Shaoxuan Li, Zhixuan Zhao, Hanze Deng, Zirun Ma, Shulin Tian, Zuyan Liu, Yushi Hu, Haoning Wu, Yuhao Dong, Benlin Liu, Ziwei Liu, Ranjay Krishna

2026-04-02

PerceptionComp: A Video Benchmark for Complex Perception-Centric Reasoning

Summary

This paper introduces a new challenge called PerceptionComp, which is a set of complex questions about videos designed to test how well computers can 'understand' what they're seeing over a long period of time.

What's the problem?

Current computer systems struggle with videos that require them to piece together information from different moments and understand relationships between objects, actions, and locations. Existing benchmarks don't really push these systems to do the kind of detailed, step-by-step visual reasoning that humans do naturally when watching a video. Basically, it's hard for computers to watch a video and answer questions that aren't obvious from just one single frame.

What's the solution?

The researchers created PerceptionComp, a collection of over a thousand challenging questions based on nearly 300 videos covering a variety of real-world scenarios. These questions aren't simple; they require the system to connect information from multiple points in the video and use logic to figure out the answer. They also tested how well humans and existing AI models performed on these questions.

Why it matters?

This work highlights that 'perception-centric' reasoning – truly understanding what's happening in a video – is still a major hurdle for AI. The new benchmark, PerceptionComp, provides a more difficult and realistic test for AI systems, and hopefully will encourage researchers to develop better AI that can truly 'see' and understand the world like humans do.

Abstract

We introduce PerceptionComp, a manually annotated benchmark for complex, long-horizon, perception-centric video reasoning.

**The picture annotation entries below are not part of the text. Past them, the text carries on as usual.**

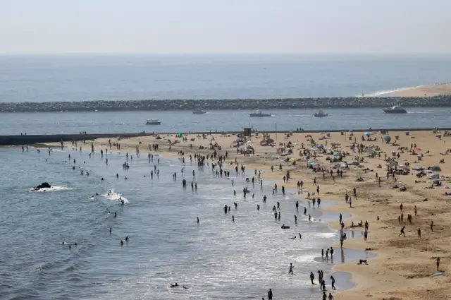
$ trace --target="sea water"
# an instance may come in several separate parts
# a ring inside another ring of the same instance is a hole
[[[375,100],[376,101],[376,100]],[[408,107],[408,113],[393,115],[382,109],[330,109],[325,118],[314,118],[317,109],[277,109],[266,111],[271,117],[252,118],[249,110],[212,111],[193,114],[178,112],[90,112],[45,113],[0,113],[0,135],[123,133],[138,132],[241,131],[253,126],[259,131],[331,129],[369,130],[449,127],[451,107]],[[158,118],[161,125],[146,125],[147,119]]]
[[[199,169],[187,159],[182,174],[178,160],[155,155],[152,162],[144,153],[132,156],[125,171],[124,152],[109,153],[106,164],[106,155],[98,152],[89,157],[68,149],[50,155],[32,148],[0,150],[3,299],[245,299],[266,298],[271,288],[276,299],[317,299],[319,288],[311,284],[309,274],[313,271],[317,280],[318,270],[324,270],[330,289],[333,265],[322,261],[320,253],[338,240],[338,233],[325,224],[338,222],[338,214],[309,208],[292,191],[272,195],[270,184],[246,184],[251,171],[242,176],[230,170],[230,179],[216,177],[211,166]],[[154,165],[160,175],[151,178]],[[44,181],[52,188],[30,191]],[[192,191],[192,181],[197,183],[197,191]],[[245,199],[245,186],[251,192]],[[280,221],[271,210],[277,201]],[[230,213],[223,212],[225,205],[232,205]],[[302,215],[303,205],[313,222]],[[283,224],[291,228],[283,230]],[[299,232],[302,240],[290,239]],[[121,246],[125,236],[130,241]],[[69,248],[63,242],[78,246]],[[371,256],[336,248],[333,263]],[[290,263],[294,275],[288,274]],[[339,291],[352,286],[349,275],[334,276]],[[188,289],[168,287],[175,282]]]

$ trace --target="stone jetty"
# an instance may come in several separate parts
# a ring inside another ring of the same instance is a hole
[[[451,107],[451,95],[428,97],[332,97],[233,100],[92,100],[0,103],[0,112],[112,112],[161,110],[287,109],[352,107]]]

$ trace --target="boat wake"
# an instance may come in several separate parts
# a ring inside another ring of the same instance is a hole
[[[124,203],[130,203],[130,201],[128,200],[128,199],[123,196],[122,194],[121,194],[120,193],[115,192],[114,190],[111,190],[111,191],[109,193],[109,195],[108,193],[106,193],[104,195],[101,195],[100,197],[104,198],[111,201],[116,201],[116,202],[121,202],[121,200],[123,200]]]
[[[58,192],[61,191],[70,191],[73,190],[72,188],[67,186],[51,186],[51,188],[43,188],[39,190],[34,190],[34,188],[29,188],[28,191],[33,193],[43,193],[43,192]]]

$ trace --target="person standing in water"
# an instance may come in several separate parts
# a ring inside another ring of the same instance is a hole
[[[288,271],[288,275],[293,275],[293,264],[292,263],[290,263],[290,270]]]

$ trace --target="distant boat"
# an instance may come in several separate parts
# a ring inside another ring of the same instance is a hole
[[[315,118],[321,118],[321,117],[327,116],[328,115],[327,114],[324,114],[322,110],[320,110],[319,112],[318,112],[317,113],[313,115],[313,116],[314,116]]]
[[[407,114],[407,111],[401,107],[399,105],[395,105],[391,108],[386,108],[383,109],[385,114]]]
[[[249,114],[250,116],[271,116],[271,114],[264,114],[261,110],[256,110],[254,112]]]
[[[146,125],[160,125],[161,122],[158,119],[148,119],[146,120]]]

PerceptionComp is designed so that no single moment is sufficient: answering each question requires multiple temporally separated pieces of visual evidence and compositional constraints under conjunctive and sequential logic, spanning perceptual subtasks such as objects, attributes, relations, locations, actions, and events, and requiring skills including semantic recognition, visual correspondence, temporal reasoning, and spatial reasoning. The benchmark contains 1,114 highly complex questions on 279 videos from diverse domains including city walk tours, indoor villa tours, video games, and extreme outdoor sports, with 100% manual annotation. Human studies show that PerceptionComp requires substantial test-time thinking and repeated perception steps: participants take much longer than on prior benchmarks, and accuracy drops to near chance (18.97%) when rewatching is disallowed. State-of-the-art MLLMs also perform substantially worse on PerceptionComp than on existing benchmarks: the best model in our evaluation, Gemini-3-Flash, reaches only 45.96% accuracy in the five-choice setting, while open-source models remain below 40%. These results suggest that perception-centric long-horizon video reasoning remains a major bottleneck, and we hope PerceptionComp will help drive progress in perceptual reasoning.